Parole inaccettabili che offendono nel profondo tutti i viterbesi, ma soprattutto chi non c’è più e chi come erede ha accolto il loro testimone.
Vede, sindaca Frontini, lei ha rimosso dal suo discorso la parola “coraggio”. Il coraggio di tutti quei viterbesi, che, mettendo a rischio la propria vita, hanno nascosto bambini, uomini e donne, in pericolo di deportazione, nelle loro case e nelle grotte di valle Faul.
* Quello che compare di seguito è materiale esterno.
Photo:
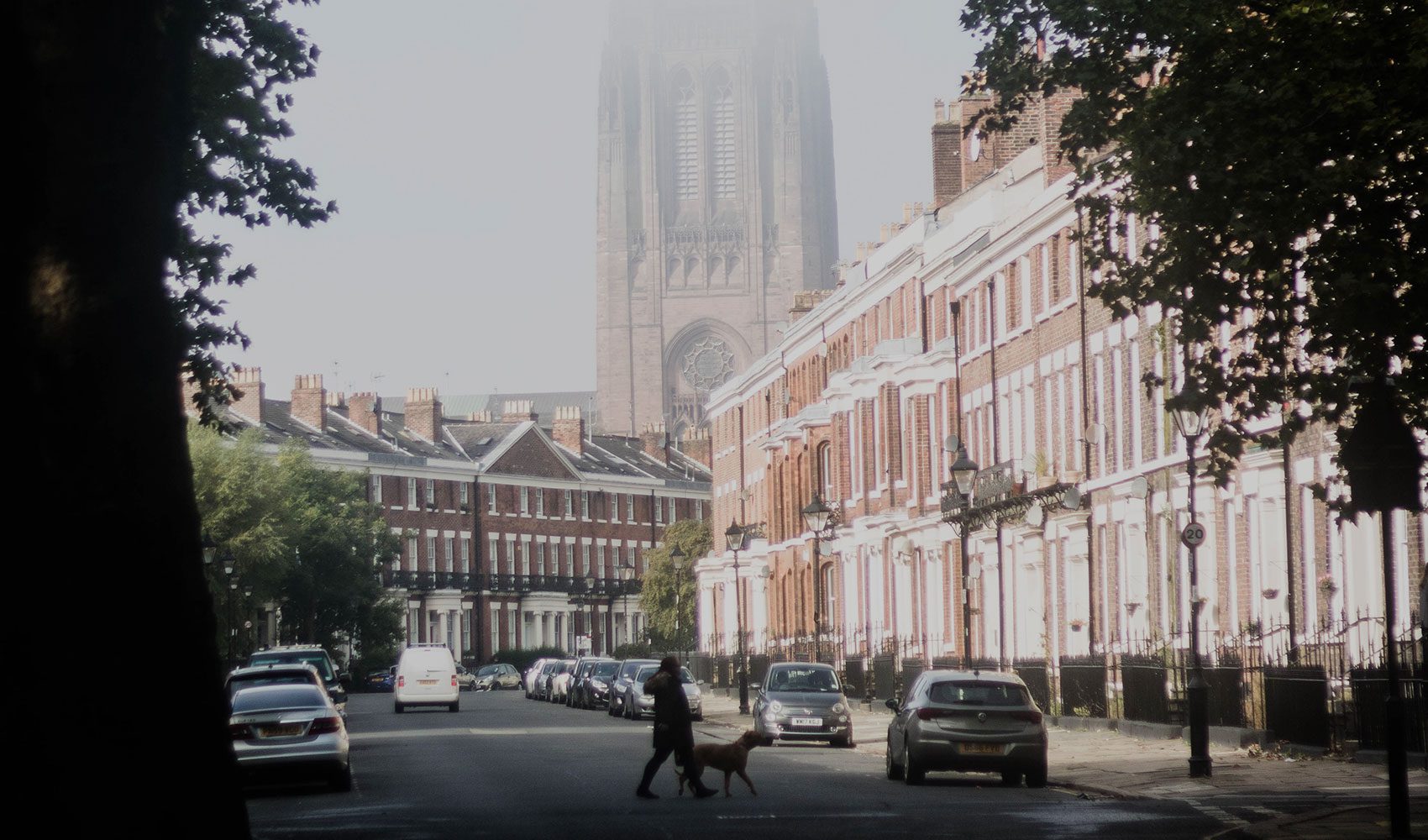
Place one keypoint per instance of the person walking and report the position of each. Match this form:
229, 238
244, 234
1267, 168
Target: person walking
673, 730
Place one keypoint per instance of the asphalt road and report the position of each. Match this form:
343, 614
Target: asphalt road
504, 766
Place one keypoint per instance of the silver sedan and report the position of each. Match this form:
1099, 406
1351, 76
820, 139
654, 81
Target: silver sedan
285, 732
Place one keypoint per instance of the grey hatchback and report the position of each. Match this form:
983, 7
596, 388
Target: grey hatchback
801, 701
967, 720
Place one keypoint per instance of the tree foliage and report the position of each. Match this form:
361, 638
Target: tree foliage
1277, 150
242, 65
302, 536
660, 583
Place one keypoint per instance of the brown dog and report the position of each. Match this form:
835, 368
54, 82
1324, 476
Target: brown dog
732, 758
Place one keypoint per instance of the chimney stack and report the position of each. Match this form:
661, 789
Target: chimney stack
249, 381
310, 401
699, 446
365, 410
518, 412
569, 429
653, 442
424, 413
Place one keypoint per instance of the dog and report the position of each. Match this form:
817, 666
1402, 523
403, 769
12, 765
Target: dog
732, 758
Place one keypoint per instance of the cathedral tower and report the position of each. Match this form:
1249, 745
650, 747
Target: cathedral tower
714, 202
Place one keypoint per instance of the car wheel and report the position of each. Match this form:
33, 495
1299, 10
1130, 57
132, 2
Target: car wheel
1037, 776
895, 769
913, 773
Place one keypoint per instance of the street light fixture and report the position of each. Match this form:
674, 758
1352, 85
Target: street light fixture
677, 560
734, 539
817, 516
964, 475
1189, 416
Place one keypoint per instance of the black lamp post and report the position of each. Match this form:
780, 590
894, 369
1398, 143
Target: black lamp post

Si informi prima di fare certe affermazioni, ci sono uomini e donne viterbesi, riconosciuti dalla comunità ebraica internazionale come uomini “giusti”, ne consegue pertanto un’inopportuna uscita pubblica, senza togliere nulla al dramma di quanto accaduto e a tutta la doverosa e sentita iniziativa che si ripete ogni anno per ricordare i deportati delle famiglie Anticoli e Di Porto, che hanno trovato la morte nei campi di concentramento di Auschwits e Mauthausen.